The NY Times this morning ran a story about the least sympathetic Joneses of the current recession:
Meet the Joneses, two Silicon Valley engineers who, in many ways, seem to have it all — a home they bought for $850,000, two children and a combined income of about $250,000 a year. But despite their apparent wealth, Kirsten and Mike Jones financed much of their lifestyle with borrowed money.
Now, like many overspent Americans, the Joneses are deeply in debt. They owe $100,000 on their credit cards, and the tax assessor says their home is worth $100,000 less than they paid for it. To turn their finances around, they’re embracing an idea so quaint it might be cool again: living within their means.

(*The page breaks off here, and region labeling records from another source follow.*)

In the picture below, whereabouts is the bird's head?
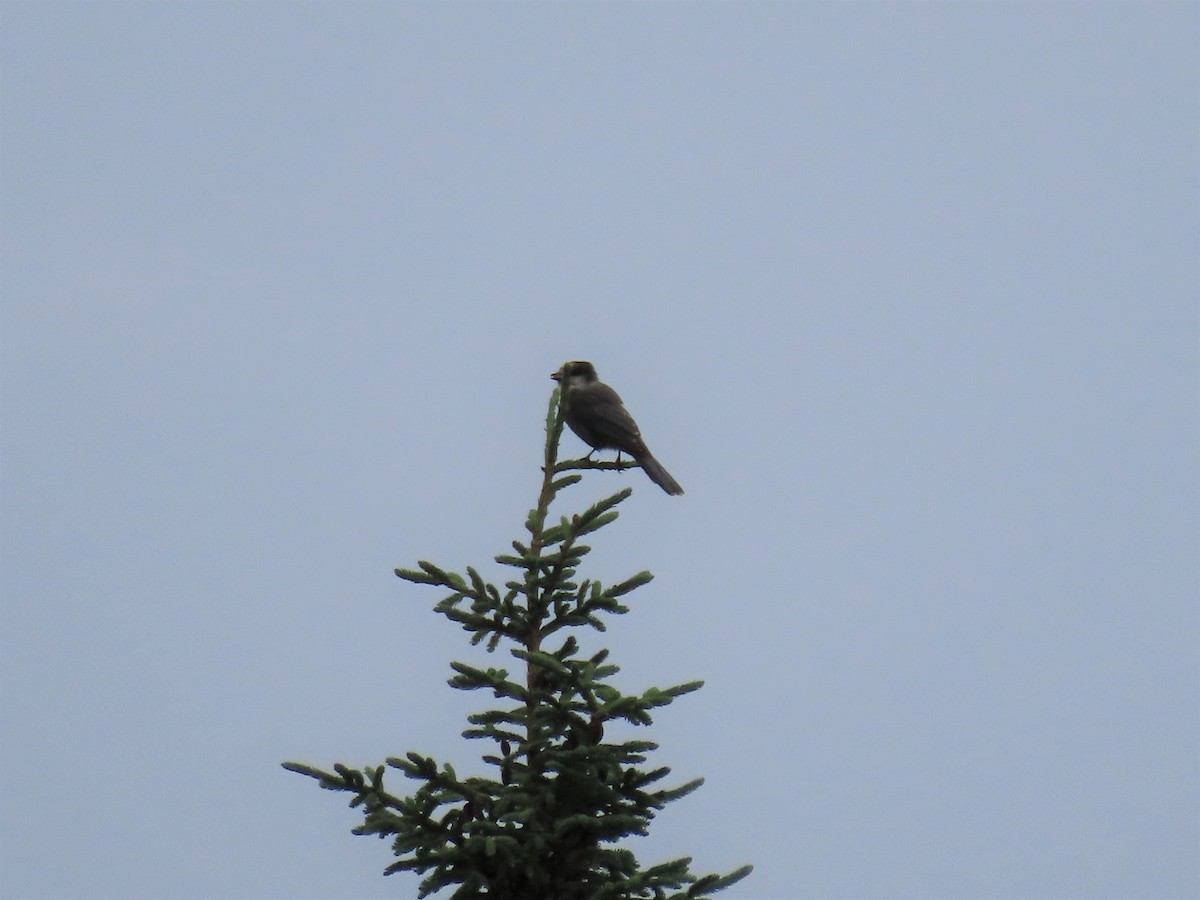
[551,359,599,388]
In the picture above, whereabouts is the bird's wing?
[571,384,642,452]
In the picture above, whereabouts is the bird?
[551,360,683,496]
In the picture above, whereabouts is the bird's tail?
[637,450,683,496]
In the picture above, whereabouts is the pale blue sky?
[0,2,1200,900]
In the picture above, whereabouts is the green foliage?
[283,381,750,900]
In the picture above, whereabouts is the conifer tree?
[283,369,751,900]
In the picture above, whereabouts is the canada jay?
[551,360,683,494]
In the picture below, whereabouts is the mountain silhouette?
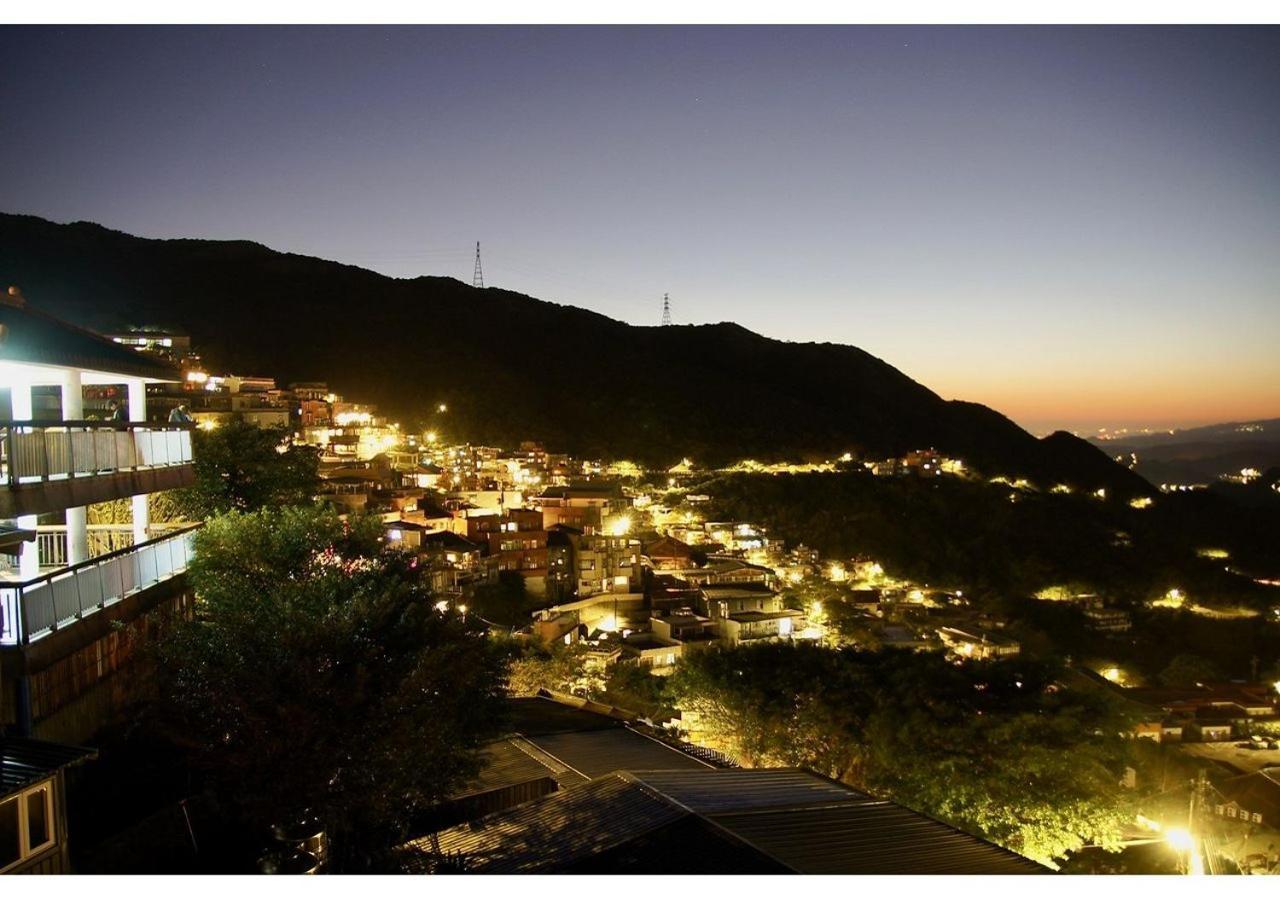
[0,214,1151,494]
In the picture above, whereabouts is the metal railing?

Apparently things really are tough in the Jones household (emphasis added):
MS. JONES said that to get back to living on their actual incomes, she and her husband had to stop thinking in terms of credit. They set up one bank account to cover the household bills and pay back debt. To rein in unnecessary expenditures, she and her husband each get a cash allowance of $600 a month.

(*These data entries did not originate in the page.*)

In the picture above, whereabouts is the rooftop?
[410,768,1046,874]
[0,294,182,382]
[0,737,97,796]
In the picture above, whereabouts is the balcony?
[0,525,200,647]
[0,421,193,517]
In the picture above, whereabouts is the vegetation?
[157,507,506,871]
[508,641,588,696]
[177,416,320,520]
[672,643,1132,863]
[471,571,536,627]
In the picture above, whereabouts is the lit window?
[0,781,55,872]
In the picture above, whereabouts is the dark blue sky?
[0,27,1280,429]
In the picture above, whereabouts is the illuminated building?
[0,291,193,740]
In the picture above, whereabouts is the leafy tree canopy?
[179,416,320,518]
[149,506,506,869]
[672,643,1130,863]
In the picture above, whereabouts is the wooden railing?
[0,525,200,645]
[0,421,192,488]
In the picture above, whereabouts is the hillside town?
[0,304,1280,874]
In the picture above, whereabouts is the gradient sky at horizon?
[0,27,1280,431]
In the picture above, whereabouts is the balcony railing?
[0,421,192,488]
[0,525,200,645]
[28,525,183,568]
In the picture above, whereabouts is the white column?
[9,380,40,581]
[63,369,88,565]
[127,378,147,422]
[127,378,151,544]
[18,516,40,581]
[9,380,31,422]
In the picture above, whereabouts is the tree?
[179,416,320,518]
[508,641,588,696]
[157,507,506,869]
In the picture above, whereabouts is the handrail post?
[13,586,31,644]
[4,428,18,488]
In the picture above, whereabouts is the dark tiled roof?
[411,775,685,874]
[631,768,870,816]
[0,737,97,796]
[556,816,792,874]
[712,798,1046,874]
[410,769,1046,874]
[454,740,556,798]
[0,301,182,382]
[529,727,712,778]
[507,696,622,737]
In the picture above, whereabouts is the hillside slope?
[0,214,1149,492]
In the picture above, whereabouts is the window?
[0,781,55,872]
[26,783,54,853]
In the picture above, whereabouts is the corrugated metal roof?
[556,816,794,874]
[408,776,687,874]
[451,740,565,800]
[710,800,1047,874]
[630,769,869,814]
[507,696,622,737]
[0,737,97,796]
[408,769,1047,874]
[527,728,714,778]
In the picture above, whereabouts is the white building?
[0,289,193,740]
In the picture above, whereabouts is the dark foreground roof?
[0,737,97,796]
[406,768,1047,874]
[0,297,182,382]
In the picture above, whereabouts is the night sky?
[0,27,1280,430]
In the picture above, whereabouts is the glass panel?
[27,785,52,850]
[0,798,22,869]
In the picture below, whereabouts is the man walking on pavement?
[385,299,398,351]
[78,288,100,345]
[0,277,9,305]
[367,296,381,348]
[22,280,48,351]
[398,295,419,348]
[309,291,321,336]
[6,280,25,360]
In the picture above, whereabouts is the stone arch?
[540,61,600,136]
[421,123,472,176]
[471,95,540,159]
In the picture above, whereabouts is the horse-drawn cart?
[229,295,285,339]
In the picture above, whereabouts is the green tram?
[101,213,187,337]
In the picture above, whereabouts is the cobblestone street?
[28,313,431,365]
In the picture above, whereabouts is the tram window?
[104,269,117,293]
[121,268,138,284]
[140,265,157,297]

If your austerity budget includes $1200/month for “dinners out, clothes, gadgets,” here’s an idea: Don’t be in the %@^* paper. Nobody’s twisting your arm. When the reporter asks, just politely decline. It’s not indecent to be successful, obviously, but it is to whine about how hard it is to live on a mere $250K/year. And it’s outright obscene to be self-congratulatory about one’s ability to endure a $1200/month austerity budget.